En moyenne, sept ans d'errance médicale
Lorsque ses souvenirs lui sont revenus, Clémence a ressenti le besoin de témoigner et d’apporter son soutien, alors elle a raconté son expérience sur ses réseaux sociaux. Même si le post est aujourd’hui effacé, la jeune femme de 27 ans a souhaité témoigner dans Causette pour que les choses changent. « Il est vraiment temps que la honte change de côté, il ne faut plus qu'on se taise sur nos souffrances. »
Longtemps confondue avec l’hystérie, l’endométriose est une maladie qui touche une femme diagnostiquée sur dix en France. Elle apparait généralement à partir des premières règles et se caractérise par la présence de tissus semblables à l’endomètre en dehors de l’utérus. Même s’il existe des cas « non douloureux », pour de nombreuses femmes, cela se traduit par de fortes douleurs lors des règles.
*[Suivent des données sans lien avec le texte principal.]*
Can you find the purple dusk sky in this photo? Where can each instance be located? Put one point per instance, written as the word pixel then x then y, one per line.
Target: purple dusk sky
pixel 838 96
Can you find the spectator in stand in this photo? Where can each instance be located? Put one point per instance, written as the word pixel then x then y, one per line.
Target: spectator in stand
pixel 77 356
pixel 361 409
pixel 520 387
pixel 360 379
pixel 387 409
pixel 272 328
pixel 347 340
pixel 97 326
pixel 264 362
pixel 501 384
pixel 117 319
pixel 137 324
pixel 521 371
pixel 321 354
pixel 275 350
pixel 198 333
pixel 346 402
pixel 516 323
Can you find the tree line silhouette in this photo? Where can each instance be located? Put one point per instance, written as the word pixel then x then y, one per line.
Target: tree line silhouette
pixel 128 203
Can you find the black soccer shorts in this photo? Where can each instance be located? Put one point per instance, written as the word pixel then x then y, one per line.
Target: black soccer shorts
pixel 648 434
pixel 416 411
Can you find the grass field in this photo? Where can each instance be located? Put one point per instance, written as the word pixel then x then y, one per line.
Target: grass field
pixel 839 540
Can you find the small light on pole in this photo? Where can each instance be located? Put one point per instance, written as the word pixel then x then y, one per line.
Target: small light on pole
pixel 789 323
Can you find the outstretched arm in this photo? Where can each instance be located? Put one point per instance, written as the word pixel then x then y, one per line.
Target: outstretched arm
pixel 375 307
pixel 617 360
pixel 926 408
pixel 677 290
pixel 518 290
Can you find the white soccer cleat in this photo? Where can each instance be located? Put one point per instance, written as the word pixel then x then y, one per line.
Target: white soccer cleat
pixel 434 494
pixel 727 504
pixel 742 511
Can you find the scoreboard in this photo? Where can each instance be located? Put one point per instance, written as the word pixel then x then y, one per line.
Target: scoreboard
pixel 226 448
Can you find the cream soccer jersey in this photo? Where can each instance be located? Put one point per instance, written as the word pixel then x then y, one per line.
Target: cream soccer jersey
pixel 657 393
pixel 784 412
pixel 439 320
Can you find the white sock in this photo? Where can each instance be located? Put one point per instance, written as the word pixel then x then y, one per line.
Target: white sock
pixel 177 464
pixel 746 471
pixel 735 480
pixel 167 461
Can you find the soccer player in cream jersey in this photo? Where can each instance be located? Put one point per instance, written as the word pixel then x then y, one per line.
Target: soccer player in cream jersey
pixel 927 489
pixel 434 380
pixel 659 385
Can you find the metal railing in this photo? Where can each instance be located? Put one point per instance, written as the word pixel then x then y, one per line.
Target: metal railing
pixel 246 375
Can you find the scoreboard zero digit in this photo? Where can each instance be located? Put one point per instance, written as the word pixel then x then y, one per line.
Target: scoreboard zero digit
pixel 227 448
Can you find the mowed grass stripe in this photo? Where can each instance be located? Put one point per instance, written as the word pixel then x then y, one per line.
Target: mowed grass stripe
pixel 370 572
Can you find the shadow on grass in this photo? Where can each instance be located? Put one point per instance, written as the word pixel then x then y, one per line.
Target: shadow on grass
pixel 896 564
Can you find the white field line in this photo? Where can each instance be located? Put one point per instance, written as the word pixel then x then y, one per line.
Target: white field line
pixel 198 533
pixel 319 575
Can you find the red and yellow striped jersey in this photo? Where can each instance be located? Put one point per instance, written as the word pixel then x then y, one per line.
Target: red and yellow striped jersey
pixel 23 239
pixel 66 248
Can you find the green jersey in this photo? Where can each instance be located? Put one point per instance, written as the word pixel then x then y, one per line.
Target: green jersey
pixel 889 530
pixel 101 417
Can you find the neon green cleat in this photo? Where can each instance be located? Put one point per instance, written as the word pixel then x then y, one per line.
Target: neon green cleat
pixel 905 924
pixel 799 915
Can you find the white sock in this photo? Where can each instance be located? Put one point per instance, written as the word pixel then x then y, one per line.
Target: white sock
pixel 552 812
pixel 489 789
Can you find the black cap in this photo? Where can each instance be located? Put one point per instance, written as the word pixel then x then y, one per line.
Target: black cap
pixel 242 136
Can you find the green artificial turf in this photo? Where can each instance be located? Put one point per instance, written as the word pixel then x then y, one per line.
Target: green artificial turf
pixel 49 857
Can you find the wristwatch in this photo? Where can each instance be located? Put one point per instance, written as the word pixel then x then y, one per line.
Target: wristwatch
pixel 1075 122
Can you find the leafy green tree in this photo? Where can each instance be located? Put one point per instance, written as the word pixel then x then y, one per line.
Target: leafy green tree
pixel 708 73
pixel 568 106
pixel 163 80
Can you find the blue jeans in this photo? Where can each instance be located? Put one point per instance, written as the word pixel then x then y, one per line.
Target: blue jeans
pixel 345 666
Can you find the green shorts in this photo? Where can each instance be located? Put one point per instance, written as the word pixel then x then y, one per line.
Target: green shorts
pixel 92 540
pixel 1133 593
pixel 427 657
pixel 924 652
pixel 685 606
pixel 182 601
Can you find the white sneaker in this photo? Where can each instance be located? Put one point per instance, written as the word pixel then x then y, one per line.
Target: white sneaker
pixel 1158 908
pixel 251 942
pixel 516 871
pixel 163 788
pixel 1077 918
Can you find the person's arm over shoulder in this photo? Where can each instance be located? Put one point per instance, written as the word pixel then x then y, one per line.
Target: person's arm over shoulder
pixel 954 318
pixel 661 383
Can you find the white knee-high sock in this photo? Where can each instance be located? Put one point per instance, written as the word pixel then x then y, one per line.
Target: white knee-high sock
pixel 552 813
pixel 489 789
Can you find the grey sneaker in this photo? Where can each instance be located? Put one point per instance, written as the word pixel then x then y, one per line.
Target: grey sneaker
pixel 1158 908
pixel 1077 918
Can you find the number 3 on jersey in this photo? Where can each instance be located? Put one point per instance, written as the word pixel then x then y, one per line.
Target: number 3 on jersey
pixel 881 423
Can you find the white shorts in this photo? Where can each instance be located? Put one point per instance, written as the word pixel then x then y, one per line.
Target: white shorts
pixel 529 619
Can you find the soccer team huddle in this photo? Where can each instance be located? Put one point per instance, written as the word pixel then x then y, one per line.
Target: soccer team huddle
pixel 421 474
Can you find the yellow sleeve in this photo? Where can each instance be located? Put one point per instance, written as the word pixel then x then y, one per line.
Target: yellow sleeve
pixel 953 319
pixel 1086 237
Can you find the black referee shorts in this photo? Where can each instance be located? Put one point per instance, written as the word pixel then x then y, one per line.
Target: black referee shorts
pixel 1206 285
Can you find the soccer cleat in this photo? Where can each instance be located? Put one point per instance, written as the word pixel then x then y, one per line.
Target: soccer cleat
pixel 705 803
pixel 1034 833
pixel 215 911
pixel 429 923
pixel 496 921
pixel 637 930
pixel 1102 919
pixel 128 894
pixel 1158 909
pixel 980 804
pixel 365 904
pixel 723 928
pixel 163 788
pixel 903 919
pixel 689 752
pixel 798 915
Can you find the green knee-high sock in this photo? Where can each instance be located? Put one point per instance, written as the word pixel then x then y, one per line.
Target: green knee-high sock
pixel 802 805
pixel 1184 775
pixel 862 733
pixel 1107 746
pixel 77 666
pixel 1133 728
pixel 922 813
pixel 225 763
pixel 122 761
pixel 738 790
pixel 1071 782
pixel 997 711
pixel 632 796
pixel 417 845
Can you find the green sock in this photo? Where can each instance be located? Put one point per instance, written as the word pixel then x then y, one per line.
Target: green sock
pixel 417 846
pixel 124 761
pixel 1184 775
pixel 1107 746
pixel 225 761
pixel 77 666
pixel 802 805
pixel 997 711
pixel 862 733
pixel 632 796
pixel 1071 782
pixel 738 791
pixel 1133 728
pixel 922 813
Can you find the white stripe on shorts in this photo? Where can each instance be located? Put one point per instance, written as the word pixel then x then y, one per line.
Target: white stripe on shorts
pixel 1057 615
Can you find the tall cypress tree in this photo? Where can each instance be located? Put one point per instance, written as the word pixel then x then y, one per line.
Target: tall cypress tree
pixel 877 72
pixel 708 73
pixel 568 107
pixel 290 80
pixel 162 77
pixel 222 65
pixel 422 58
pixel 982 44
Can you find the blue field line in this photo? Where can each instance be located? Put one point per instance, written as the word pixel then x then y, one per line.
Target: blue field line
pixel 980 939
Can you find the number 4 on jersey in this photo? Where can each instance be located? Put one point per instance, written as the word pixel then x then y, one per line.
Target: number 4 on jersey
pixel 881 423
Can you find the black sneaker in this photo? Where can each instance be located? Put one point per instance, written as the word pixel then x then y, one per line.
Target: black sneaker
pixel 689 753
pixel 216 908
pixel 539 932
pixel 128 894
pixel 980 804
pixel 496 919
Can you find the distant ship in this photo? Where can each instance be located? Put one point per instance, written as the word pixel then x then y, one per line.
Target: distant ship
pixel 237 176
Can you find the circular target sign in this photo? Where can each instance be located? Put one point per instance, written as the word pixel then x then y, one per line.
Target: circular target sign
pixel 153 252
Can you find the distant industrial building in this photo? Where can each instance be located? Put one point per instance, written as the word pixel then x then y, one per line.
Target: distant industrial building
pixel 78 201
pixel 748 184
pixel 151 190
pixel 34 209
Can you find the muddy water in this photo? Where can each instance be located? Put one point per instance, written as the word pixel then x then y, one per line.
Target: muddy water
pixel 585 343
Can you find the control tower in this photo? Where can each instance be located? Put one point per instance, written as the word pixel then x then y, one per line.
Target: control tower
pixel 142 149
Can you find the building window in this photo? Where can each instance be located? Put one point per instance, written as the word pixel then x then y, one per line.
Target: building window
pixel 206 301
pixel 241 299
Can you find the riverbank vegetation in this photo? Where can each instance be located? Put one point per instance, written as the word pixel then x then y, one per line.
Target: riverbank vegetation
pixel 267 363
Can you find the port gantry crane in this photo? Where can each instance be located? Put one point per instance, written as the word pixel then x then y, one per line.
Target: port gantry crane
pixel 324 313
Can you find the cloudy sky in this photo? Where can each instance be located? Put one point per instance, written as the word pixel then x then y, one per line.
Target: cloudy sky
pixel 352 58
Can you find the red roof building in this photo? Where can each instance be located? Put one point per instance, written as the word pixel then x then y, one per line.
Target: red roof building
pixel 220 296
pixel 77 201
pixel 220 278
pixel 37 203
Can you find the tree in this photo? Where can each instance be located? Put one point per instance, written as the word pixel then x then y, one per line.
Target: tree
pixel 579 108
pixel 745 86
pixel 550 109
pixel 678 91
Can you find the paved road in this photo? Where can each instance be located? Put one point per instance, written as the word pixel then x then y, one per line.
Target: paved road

Au-delà des cas de maltraitance médicale, c'est l'errance médicale qui questionne aussi Clémence. Bien que le corps médical soit de plus en plus au courant des symptômes de la maladie, l'attente pour un diagnostic est encore en moyenne de sept ans selon les associations de patientes. Après une longue période de visites médicales restées sans réponse, Clémence finit par s'auto diagnostiquer l’endométriose. « Plus jeune, j’avais une gynécologue pas irrespectueuse mais qui ne comprenait pas du tout mes douleurs. C’est par hasard qu’une étudiante m’a parlé de l’endométriose, raconte-t-elle. J’ai aujourd’hui un dossier énorme de différents médecins que j’ai consultés, d’examens que j’ai faits, c’est beaucoup trop. » C’est son médecin à Lyon qui lui confirme enfin : « J’ai ressenti un grand soulagement, je me suis dis que finalement, je n’étais pas folle, que ma souffrance avait un nom. » Mais la consultation avec le Professeur Emile Darai, la fait douter de nouveau. Le docteur avait conclu la séance en expliquant à la jeune femme qu’elle n’était pas atteinte d’endométriose. Finalement, une opération donnera tort au spécialiste et la jeune femme apprend, tant bien que mal, à vivre avec sa maladie.
Depuis les révélations de Flush, une enquête interne a été ouverte à l’Hôpital Tenon. Le conseil du 20e arrondissement de Paris, emmené par l’élue France Insoumise Danielle Simmonet, a aussi soumis une demande d’ouverture d’enquête à Anne Hidalgo, maire de Paris et Présidente du conseil de surveillance de l’AP-HP2.